It calculates the accuracy of the KNN classifier.

In [31]:
knn.score(X_test, y_test)

0.9310133333333334

It calculates the ROC_AUC score of the KNN classifier. The following are the parameters we choose.

- average='macro': This parameter determines how the ROC AUC scores are aggregated in the case of multiclass classification. It calculates the average ROC AUC score for each class independently and then takes the mean. In our case the y is binary, therefore we don't need to set this parameter.

- sample_weight=None: All samples have the wame weight.

In [40]:
y_pred = knn.predict_proba(np.array(X_test.values))[:,1]
roc_auc_score(y_test, y_pred , average='macro', sample_weight=None)



0.5902430034525364

### Logistic Regression Classifier

The 2nd baseline model is the Logistic Regression classifier. The following are the parameters we choose.

- penalty='l1': We choose the L1 type of regularization penalty here.

- dual=False: This parameter is relevant when the number of samples is larger than the number of features. It determines whether to solve the dual or primal optimization problem. False indicates that the primal problem is solved.


- fit_intercept: This parameter determines whether to include an intercept term in the logistic regression model.

- intercept_scaling=1: It scales the intercept term.

- multi_class='ovr': This parameter determines the strategy for handling multi-class classification problems. 'ovr' stands for one-vs-rest.

- class_weight=None: This parameter allows you to assign different weights to different classes. It can be useful when dealing with imbalanced class distributions. None means all classes have equal weight.

- solver='liblinear': This parameter determines the algorithm used for optimization. The 'liblinear' is suitable for small datasets.

- max_iter=1000: This parameter specifies the maximum number of iterations for the optimization algorithm to converge.

- tol=0.0001: This parameter specifies the tolerance for convergence of the optimization algorithm. The algorithm stops if the change in the objective function value is less than tol.

- C=1: $\frac{1}{C}$ controls the inverse of the regularization strength. It determines the trade-off between fitting the training data and keeping the model coefficients small to avoid overfitting.

- random_state=None: This parameter sets the random seed for reproducible results.

- verbose=2: This parameter controls the verbosity of the training process.
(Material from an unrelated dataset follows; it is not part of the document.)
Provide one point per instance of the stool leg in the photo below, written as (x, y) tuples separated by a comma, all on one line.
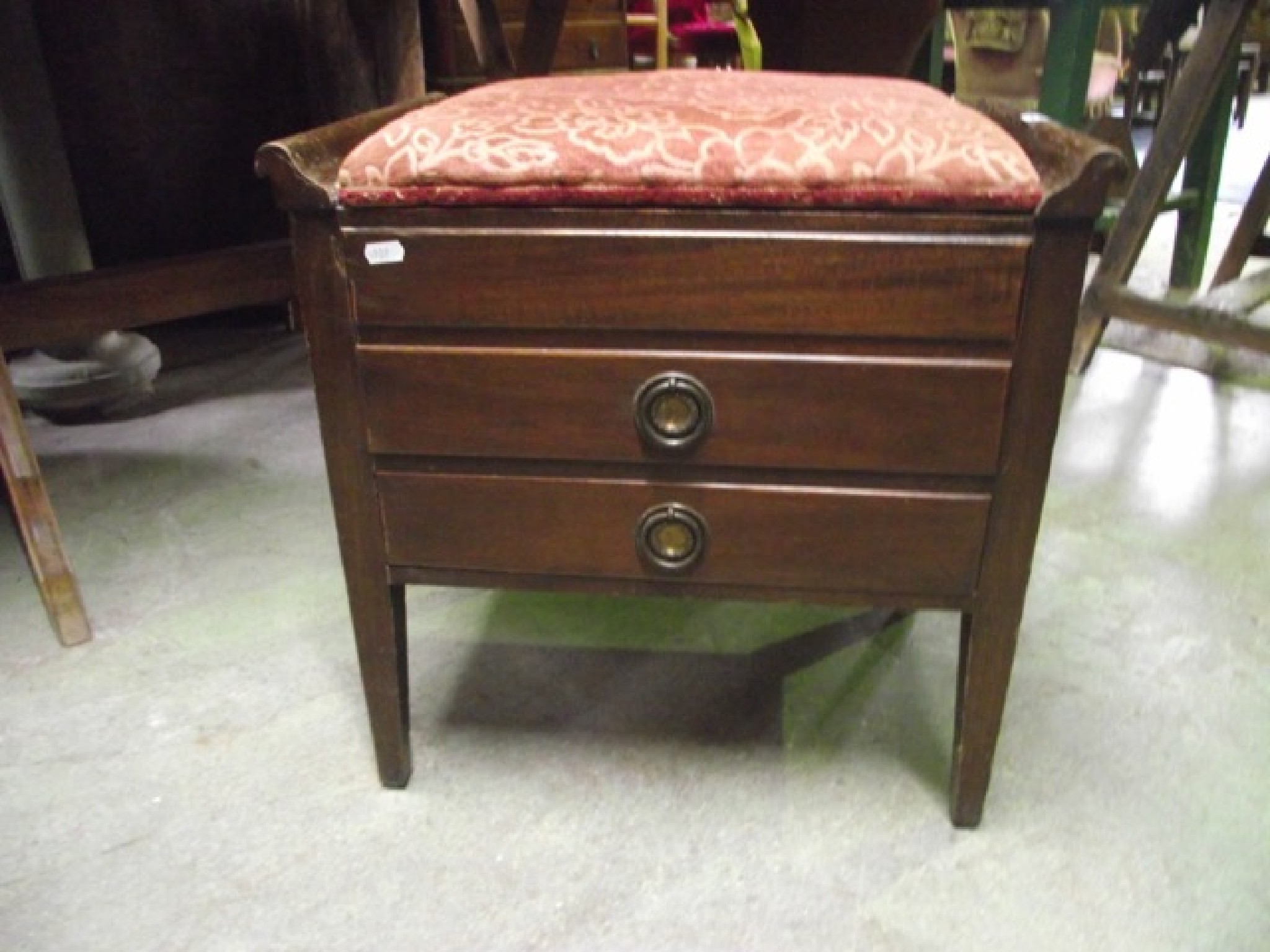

Setting it to 2 enables the output of progress messages during training.



In [32]:
lr = LogisticRegression(penalty='l1', dual=False, fit_intercept=True, intercept_scaling=1,
                        multi_class='ovr', class_weight=None,
                        solver='liblinear', tol=0.0001, C=1.0, max_iter=100,
                        random_state=None, verbose=2)
lr.fit(X_train, y_train)

[LibLinear]

It calculates the accuracy of the Logistic Regression classifier.

In [33]:
lr.score(X_test, y_test)

0.9354666666666667

It calculates the ROC_AUC score of the Logistic Regression classifier.

In [35]:
y_pred = lr.predict_proba(np.array(X_test.values))[:,1]
roc_auc_score(y_test, y_pred , average='macro', sample_weight=None)



0.8494489584447374

### Random Forest Classifier

The 3rd baseline model is the Random Forest classifier. The following are the parameters we choose.

- n_estimators=10: This parameter specifies the number of decision trees to be created in the random forest.

- criterion='gini': Here we use the Gini impurity as the criterion when split in each decision tree.

- max_depth=None: This parameter specifies the maximum depth of each decision tree in the random forest. The default value is None, which means that the decision trees will be grown until all leaves are pure or until all leaves contain fewer samples than min_samples_split.

- min_samples_split=2: This parameter sets the minimum number of samples required to split an internal node in the decision trees. The value value here is 2, which means that a node must have at least two samples to be considered for splitting.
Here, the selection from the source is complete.